Paragade wrote:I believe there is still hope for public education. There needs to be major changes such as not relying on standardized testing and not lowering student standards and increasing funding so we can have smaller class sizes. Schools need better resources also and they shouldn't be forced to use textbooks from the 90s.
Can any parent teach? Maybe, should they? Probably not.
The average amount spent on education per child per year in the US is about $10 500, and trending upward. This is about $210 000 per an (average sized) classroom of 20, taught by one teacher. Despite massive real (i.e. adjusted for inflation) increases in funding since the 1970's and earlier, results have not improved by any legitimate measure I have heard of since then.
In short, this is a huge amount of resources devoted to a system with very poor results relative to said resources. Clearly something with this model is seriously wrong, and it seems to me that funding is not the main prime issue here.
Can parents teach? It seems that many of them can, and can do so significantly better than public schools do. See:
http://hslda.org/docs/nche/000000/00000017.asp
Standardized test results for 16,000 home educated children, grades K-12, were analyzed in 1994 by researcher Dr. Brian Ray. He found the nationwide grand mean in reading for homeschoolers was at the 79th percentile; for language and math, the 73rd percentile. This ranking means home-educated students performed better than approximately 77% of the sample population on whom the test was normed. Nearly 80% of homeschooled children achieved individual scores above the national average and 54.7% of the 16,000 homeschoolers achieved individual scores in the top quarter of the population, more than double the number of conventional school students who score in the top quarter.
Also see this presentation http://www.youtube.com/watch?v=LwIyy1Fi-4Q by one student of "unschooling", essentially a system where children are completely self-directed in their learning, in a home environment. While the presenter's parents were academics, the fact that she was about 2 years above her grade level in grade 9 or so despite no involvement with formal education systems shows that children can do extremely well without structured learning in certain environments.
As for this idea that John Taylor Gatto is some nefarious "hidden agenda" agent, I have seen no evidence to support this claim.

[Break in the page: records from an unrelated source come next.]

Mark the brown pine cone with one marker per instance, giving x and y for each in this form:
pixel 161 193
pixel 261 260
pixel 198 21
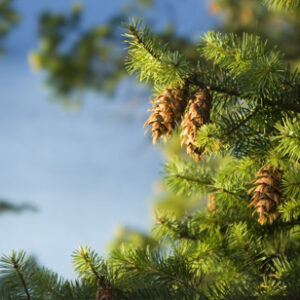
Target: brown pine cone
pixel 197 114
pixel 167 110
pixel 266 194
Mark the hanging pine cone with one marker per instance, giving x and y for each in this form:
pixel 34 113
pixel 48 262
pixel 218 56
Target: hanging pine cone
pixel 266 194
pixel 105 294
pixel 167 108
pixel 198 113
pixel 212 204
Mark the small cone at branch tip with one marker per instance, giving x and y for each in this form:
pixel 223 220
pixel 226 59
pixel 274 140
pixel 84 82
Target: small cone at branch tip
pixel 167 110
pixel 197 114
pixel 212 203
pixel 266 194
pixel 104 294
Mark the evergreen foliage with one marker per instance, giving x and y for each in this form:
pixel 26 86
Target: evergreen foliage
pixel 9 18
pixel 220 251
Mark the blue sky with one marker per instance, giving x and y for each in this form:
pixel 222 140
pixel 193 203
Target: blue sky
pixel 87 170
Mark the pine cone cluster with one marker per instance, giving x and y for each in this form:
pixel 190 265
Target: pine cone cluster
pixel 197 114
pixel 266 194
pixel 167 110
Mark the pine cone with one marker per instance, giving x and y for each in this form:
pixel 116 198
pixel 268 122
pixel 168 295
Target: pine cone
pixel 105 294
pixel 212 204
pixel 167 108
pixel 266 194
pixel 198 113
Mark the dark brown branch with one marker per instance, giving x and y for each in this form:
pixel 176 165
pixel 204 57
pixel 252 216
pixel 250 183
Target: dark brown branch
pixel 17 268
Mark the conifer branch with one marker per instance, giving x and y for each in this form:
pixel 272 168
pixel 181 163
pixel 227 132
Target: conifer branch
pixel 243 122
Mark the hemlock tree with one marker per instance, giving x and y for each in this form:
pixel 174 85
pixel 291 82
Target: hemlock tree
pixel 238 106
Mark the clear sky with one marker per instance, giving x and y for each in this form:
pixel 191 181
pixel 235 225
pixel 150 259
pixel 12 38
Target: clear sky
pixel 86 171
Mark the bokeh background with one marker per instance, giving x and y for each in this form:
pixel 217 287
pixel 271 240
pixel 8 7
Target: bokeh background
pixel 76 167
pixel 84 164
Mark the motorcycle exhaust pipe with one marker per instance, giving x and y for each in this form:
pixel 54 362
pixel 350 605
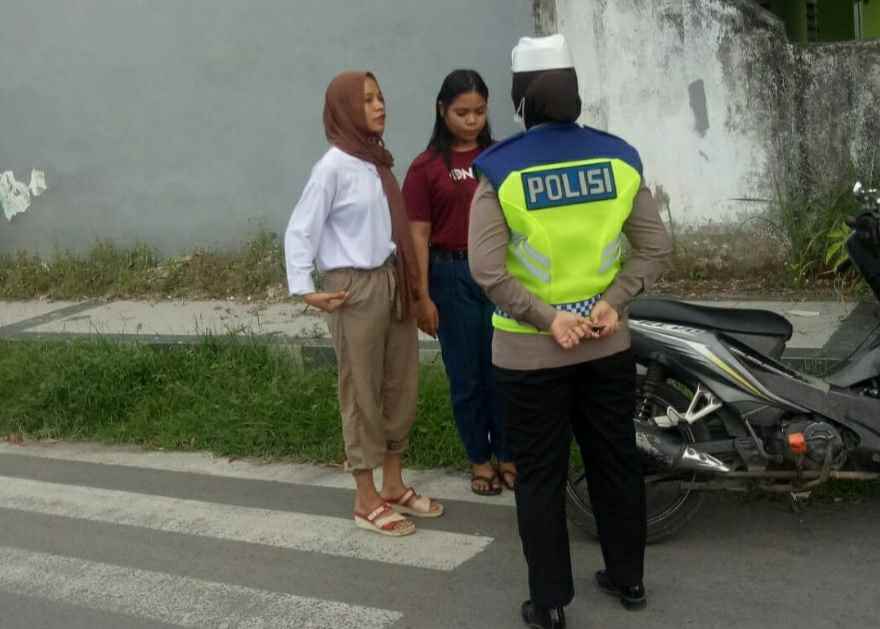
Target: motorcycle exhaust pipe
pixel 674 453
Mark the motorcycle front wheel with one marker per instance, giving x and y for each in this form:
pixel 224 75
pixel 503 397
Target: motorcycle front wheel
pixel 669 507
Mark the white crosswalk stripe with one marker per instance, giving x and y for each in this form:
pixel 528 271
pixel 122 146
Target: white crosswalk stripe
pixel 51 574
pixel 436 550
pixel 434 483
pixel 176 600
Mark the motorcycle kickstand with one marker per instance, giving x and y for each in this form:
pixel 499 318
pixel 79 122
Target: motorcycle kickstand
pixel 799 501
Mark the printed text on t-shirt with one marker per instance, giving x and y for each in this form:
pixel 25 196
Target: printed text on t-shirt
pixel 460 174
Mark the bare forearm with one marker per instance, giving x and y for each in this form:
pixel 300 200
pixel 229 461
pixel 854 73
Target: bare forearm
pixel 421 235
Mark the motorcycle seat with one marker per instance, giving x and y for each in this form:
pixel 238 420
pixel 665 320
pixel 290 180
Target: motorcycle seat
pixel 733 320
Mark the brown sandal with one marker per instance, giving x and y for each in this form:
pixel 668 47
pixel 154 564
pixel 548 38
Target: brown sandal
pixel 411 503
pixel 504 475
pixel 490 482
pixel 385 521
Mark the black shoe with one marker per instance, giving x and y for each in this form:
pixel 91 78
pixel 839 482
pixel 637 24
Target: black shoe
pixel 543 618
pixel 632 597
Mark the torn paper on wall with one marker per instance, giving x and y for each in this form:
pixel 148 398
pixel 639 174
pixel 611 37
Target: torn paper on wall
pixel 37 185
pixel 15 196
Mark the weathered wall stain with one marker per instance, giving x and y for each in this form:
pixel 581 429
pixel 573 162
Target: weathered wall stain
pixel 726 113
pixel 697 94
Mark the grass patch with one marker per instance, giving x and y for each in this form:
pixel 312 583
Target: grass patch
pixel 255 270
pixel 233 398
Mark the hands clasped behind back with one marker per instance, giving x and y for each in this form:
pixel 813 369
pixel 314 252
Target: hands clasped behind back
pixel 569 329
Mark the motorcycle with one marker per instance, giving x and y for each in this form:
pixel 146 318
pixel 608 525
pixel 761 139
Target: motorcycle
pixel 717 409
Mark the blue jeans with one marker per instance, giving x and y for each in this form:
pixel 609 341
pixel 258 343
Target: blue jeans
pixel 465 334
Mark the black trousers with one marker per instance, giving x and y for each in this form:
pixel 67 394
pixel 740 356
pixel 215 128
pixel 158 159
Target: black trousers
pixel 596 402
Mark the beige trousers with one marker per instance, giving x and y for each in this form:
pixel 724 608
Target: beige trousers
pixel 378 363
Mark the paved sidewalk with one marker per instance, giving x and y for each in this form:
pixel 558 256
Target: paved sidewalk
pixel 822 330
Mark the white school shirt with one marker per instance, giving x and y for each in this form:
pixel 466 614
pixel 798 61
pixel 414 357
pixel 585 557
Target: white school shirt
pixel 341 220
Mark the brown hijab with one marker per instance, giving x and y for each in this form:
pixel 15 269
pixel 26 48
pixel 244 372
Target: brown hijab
pixel 345 124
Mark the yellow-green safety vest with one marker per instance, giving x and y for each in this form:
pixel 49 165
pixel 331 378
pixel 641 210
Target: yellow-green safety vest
pixel 566 192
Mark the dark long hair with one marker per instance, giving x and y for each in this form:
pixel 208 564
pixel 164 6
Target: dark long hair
pixel 455 84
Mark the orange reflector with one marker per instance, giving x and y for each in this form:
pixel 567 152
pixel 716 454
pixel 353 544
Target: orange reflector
pixel 796 443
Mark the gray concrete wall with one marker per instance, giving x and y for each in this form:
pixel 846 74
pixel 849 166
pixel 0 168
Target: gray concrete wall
pixel 186 123
pixel 725 112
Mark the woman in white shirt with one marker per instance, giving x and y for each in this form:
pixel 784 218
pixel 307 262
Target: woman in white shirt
pixel 352 222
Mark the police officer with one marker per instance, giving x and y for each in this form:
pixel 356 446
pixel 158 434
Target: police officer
pixel 547 225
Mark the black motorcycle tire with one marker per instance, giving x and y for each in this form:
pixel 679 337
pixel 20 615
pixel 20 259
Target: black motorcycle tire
pixel 667 522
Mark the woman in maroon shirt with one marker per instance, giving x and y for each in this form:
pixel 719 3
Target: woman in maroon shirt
pixel 438 191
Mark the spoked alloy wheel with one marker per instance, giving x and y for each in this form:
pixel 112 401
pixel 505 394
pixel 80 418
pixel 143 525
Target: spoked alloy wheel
pixel 669 506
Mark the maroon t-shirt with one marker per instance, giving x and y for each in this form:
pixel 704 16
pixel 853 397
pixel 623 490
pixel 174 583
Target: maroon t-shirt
pixel 442 196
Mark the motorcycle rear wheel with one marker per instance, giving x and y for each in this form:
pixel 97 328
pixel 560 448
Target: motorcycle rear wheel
pixel 669 508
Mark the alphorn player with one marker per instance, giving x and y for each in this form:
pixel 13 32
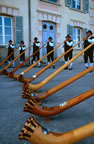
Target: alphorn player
pixel 89 53
pixel 68 43
pixel 50 47
pixel 36 46
pixel 22 48
pixel 11 47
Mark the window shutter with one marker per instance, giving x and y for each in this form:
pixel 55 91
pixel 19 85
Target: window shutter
pixel 84 32
pixel 68 3
pixel 18 29
pixel 70 30
pixel 86 6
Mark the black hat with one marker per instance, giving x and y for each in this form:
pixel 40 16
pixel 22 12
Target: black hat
pixel 50 38
pixel 68 36
pixel 89 31
pixel 10 41
pixel 35 38
pixel 22 41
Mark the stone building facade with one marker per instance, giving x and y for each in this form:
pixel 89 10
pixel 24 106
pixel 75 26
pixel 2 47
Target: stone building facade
pixel 26 19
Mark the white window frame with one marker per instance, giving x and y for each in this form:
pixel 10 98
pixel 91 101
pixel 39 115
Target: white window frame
pixel 3 29
pixel 76 1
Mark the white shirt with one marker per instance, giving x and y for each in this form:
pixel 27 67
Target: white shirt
pixel 37 44
pixel 51 44
pixel 23 48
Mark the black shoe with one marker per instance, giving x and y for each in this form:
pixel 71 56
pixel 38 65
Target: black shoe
pixel 86 67
pixel 66 68
pixel 39 66
pixel 53 67
pixel 70 68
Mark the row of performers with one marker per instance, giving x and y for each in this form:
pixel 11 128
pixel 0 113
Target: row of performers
pixel 68 43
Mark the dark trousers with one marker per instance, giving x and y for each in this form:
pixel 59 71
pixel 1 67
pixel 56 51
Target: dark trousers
pixel 36 56
pixel 90 55
pixel 22 57
pixel 68 55
pixel 51 56
pixel 12 56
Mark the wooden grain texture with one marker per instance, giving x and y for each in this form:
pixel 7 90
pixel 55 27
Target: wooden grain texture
pixel 44 82
pixel 36 134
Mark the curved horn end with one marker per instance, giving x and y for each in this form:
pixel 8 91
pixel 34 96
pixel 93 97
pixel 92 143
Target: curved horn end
pixel 20 78
pixel 10 75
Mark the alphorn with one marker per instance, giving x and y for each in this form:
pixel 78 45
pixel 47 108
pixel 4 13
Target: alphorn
pixel 19 76
pixel 33 107
pixel 22 78
pixel 44 82
pixel 4 70
pixel 11 75
pixel 36 134
pixel 8 56
pixel 40 96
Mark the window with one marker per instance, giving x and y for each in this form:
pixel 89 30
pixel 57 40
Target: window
pixel 76 4
pixel 53 1
pixel 5 29
pixel 76 36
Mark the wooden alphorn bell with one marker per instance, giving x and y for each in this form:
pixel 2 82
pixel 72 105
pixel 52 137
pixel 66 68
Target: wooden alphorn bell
pixel 49 65
pixel 34 107
pixel 26 93
pixel 2 50
pixel 35 87
pixel 8 56
pixel 36 134
pixel 29 68
pixel 4 70
pixel 12 75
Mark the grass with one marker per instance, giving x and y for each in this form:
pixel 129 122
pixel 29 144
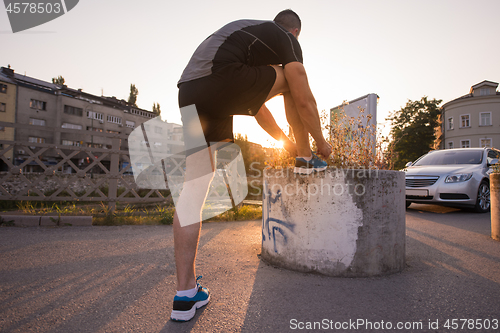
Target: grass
pixel 130 214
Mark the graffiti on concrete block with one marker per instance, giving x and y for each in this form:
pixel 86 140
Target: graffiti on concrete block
pixel 271 225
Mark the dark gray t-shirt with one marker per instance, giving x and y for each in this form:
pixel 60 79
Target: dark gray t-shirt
pixel 251 42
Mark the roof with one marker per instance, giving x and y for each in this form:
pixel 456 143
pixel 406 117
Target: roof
pixel 484 83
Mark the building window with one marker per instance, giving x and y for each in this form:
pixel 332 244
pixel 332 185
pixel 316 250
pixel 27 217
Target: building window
pixel 71 126
pixel 484 91
pixel 114 120
pixel 94 145
pixel 95 115
pixel 485 119
pixel 485 143
pixel 35 140
pixel 71 143
pixel 39 105
pixel 73 110
pixel 465 120
pixel 38 122
pixel 450 123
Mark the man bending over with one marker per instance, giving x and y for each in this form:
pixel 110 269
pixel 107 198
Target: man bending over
pixel 234 72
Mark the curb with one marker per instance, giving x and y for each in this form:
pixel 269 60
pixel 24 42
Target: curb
pixel 47 221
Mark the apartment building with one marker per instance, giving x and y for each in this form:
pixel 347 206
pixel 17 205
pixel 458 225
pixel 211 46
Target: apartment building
pixel 472 120
pixel 8 115
pixel 47 106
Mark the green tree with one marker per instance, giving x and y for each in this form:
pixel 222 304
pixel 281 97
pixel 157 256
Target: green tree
pixel 132 98
pixel 156 109
pixel 413 131
pixel 58 80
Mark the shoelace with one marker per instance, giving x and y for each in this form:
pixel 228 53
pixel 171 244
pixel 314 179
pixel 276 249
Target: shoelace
pixel 198 278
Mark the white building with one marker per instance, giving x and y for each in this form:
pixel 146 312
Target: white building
pixel 472 120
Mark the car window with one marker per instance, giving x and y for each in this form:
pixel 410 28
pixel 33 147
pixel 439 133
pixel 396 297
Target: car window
pixel 492 154
pixel 451 157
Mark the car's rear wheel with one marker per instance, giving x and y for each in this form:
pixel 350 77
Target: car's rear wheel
pixel 483 198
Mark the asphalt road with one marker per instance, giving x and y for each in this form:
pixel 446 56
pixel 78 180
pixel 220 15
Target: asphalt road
pixel 121 279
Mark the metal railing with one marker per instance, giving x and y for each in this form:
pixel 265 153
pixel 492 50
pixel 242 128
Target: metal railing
pixel 113 166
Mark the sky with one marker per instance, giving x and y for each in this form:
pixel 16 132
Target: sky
pixel 400 50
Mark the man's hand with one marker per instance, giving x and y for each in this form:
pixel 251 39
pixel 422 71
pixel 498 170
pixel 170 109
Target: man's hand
pixel 324 149
pixel 290 147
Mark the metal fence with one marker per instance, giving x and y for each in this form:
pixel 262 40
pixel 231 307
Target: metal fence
pixel 70 173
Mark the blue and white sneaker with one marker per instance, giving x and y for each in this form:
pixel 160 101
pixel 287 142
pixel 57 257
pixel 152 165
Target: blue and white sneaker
pixel 184 308
pixel 307 167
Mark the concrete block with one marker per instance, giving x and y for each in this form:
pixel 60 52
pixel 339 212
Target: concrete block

On the other hand, he claims to have studied the history of modern schooling systems in great depth and breadth, (see http://www.johntaylorgatto.com/chapters/index.htm), and seems to make a strong case that there is a hidden agenda (not necessarily understood by many educators) behind modern school systems.
If there is any good evidence that proves that a) John Taylor Gatto has some dangerous hidden agenda, and/or b) that his research and associated conclusions in his book (above) are fatally flawed, I would like to see it so I might factor it into my thinking. If no good evidence to support these claim exists, I hope that posters here will cease making comments which could be considered slanderous against someone who appears to have great knowledge, skill, and dedication regarding the teaching of young people in the US and elsewhere.






No, it's not. Prison's purpose is punishment, a school is education. They're slightly different, no matter what teens would like to think.